株高の流れ一段と 市場好感、2日連続の年初来高値更新 (1/2ページ)

2014.11.12 21:40

 安倍晋三首相が消費税再増税の延期を決めたことで、円安株高の流れが一層強まりそうだ。市場では、年内に日経平均株価が1万8000円に到達する可能性を示唆する声も出ている。再び勢いを取り戻したかにみえる「アベノミクス」。だが、再増税見送りに伴う“リスク”も見え隠れする。

 「今年度末に1万8000円を超えるとみていた日経平均だが、年内に早まる可能性もある」

 大和証券の高橋卓也・日本株シニアストラテジストはこう分析する。もともと、日銀の追加緩和によって減速感が出ていた景気を下支えするという安心感が広がっていた。そこに、再増税の1年半先送りで来年度下期の企業業績が落ち込む不安が解消されるとの期待がふくらみ、株価上昇ムードに拍車がかかっている。追加緩和を表明する前日の10月30日から今月12日までの9営業日で、株価は1500円超も上昇した。

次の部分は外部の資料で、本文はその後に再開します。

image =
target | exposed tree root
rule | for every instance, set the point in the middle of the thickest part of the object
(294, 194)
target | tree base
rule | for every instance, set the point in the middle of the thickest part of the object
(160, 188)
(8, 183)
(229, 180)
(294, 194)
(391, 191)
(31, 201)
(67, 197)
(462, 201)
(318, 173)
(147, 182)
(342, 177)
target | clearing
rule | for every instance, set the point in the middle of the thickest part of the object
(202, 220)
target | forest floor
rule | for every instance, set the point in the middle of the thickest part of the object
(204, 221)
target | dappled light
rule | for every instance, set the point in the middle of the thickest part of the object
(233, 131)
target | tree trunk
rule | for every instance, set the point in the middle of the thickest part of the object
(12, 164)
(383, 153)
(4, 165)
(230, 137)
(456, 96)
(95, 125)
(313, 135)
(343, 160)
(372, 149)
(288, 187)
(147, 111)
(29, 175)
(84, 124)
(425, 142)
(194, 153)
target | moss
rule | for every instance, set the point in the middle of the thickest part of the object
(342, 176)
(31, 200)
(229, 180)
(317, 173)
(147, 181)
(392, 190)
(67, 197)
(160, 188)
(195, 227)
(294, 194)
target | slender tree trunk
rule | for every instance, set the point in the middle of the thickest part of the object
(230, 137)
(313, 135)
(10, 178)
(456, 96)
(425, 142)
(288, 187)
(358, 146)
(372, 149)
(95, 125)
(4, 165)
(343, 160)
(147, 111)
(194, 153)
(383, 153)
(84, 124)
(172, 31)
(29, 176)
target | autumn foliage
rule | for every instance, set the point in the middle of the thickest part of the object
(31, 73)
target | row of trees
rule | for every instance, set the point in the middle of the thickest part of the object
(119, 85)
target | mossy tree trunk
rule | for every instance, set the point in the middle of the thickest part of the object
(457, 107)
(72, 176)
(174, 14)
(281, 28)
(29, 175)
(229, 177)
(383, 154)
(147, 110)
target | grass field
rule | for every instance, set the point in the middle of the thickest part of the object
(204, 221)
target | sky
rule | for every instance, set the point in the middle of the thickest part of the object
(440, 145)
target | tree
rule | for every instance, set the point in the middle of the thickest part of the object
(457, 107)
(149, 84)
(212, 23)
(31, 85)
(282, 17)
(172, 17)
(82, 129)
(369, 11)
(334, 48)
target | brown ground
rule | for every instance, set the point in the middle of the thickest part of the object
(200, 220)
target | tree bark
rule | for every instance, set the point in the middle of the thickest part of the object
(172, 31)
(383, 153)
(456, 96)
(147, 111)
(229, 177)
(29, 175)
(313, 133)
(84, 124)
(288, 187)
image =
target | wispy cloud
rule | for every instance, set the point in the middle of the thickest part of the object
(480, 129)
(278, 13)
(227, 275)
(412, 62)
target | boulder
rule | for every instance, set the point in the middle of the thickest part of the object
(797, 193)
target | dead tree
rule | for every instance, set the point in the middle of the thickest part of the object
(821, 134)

 過去2年間、日銀による2度の金融緩和が主導する形で株価は約2倍に膨れた。為替も1ドル=115円台と、2年前より35円程度の円安となり、輸出企業を中心に業績は好転。「アベノミクス」は一定の成果を収めているかにみえる。

 ただ、足元では、4月の消費税増税の影響に加え、円安に伴う輸入原材料価格の上昇で国民生活の負担増を懸念する声が増えてきた。地方の中小企業を中心に「マイナスの負荷が大きくなっている」と全国地方銀行協会の寺門一義会長(常陽銀行頭取)は危機感をあらわにする。